Une série de plaintes déposées en quelques mois
Figure familière de France 2 avec « N'oubliez pas les paroles », Nagui a engagé plusieurs actions en justice depuis le début de l’année 2026. D’après une information révélée par TV Mag, l’animateur a notamment déposé plainte le 26 janvier 2026 contre Cyril Hanouna pour « injure publique ».Une autre procédure, datée du 11 février 2026, vise des faits de cyberharcèlement contre X. Plus récemment, le 20 mai 2026, Nagui a également saisi la justice contre le député Charles Alloncle, qu’il accuse de « complicité de harcèlement moral aggravé ».
Ces démarches s’inscrivent dans un contexte personnel et professionnel tendu, marqué notamment par l’arrêt de « La Bande originale » sur France Inter après douze années d’antenne.

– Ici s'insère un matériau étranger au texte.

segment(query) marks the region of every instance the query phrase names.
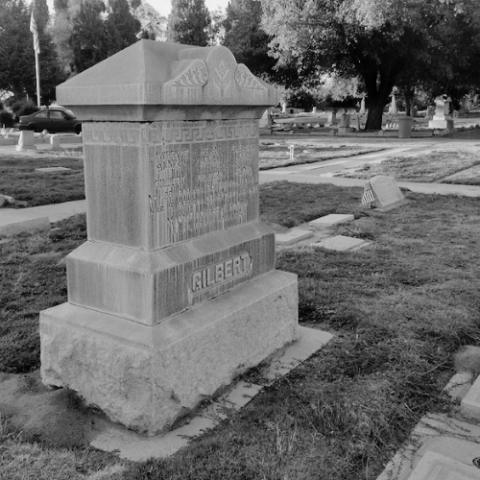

Des propos à l’origine de la plainte contre Cyril Hanouna
Au cœur du dossier visant l’animateur de W9, des propos tenus le 19 novembre 2025 dans son émission quotidienne. Lors d’une séquence consacrée à Nagui, Cyril Hanouna avait évoqué, sur le ton de la plaisanterie, un message supposé d’un garagiste contenant une insulte explicite.Pour l’avocate de Nagui, ces déclarations dépassent le cadre de la satire télévisuelle. Elle souligne que ces propos, diffusés en direct puis disponibles en replay, ont contribué à nuire à l’image de son client.
« Nagui ne peut pas se laisser traiter de “super connard” publiquement sans réagir. De tels propos sont injurieux et lui causent évidemment un préjudice »
Un climat alimenté sur la durée
Au-delà de cet épisode, l’entourage de l’animateur évoque des attaques répétées visant ses émissions et sa personne. Une nouvelle action en justice pour « dénigrement » serait d’ailleurs à l’étude, signe que le conflit pourrait s’inscrire dans la durée.Dans l’univers très exposé de la télévision, ces tensions ne sont pas inédites. Mais leur judiciarisation traduit un seuil franchi, où la confrontation médiatique laisse place à un affrontement juridique.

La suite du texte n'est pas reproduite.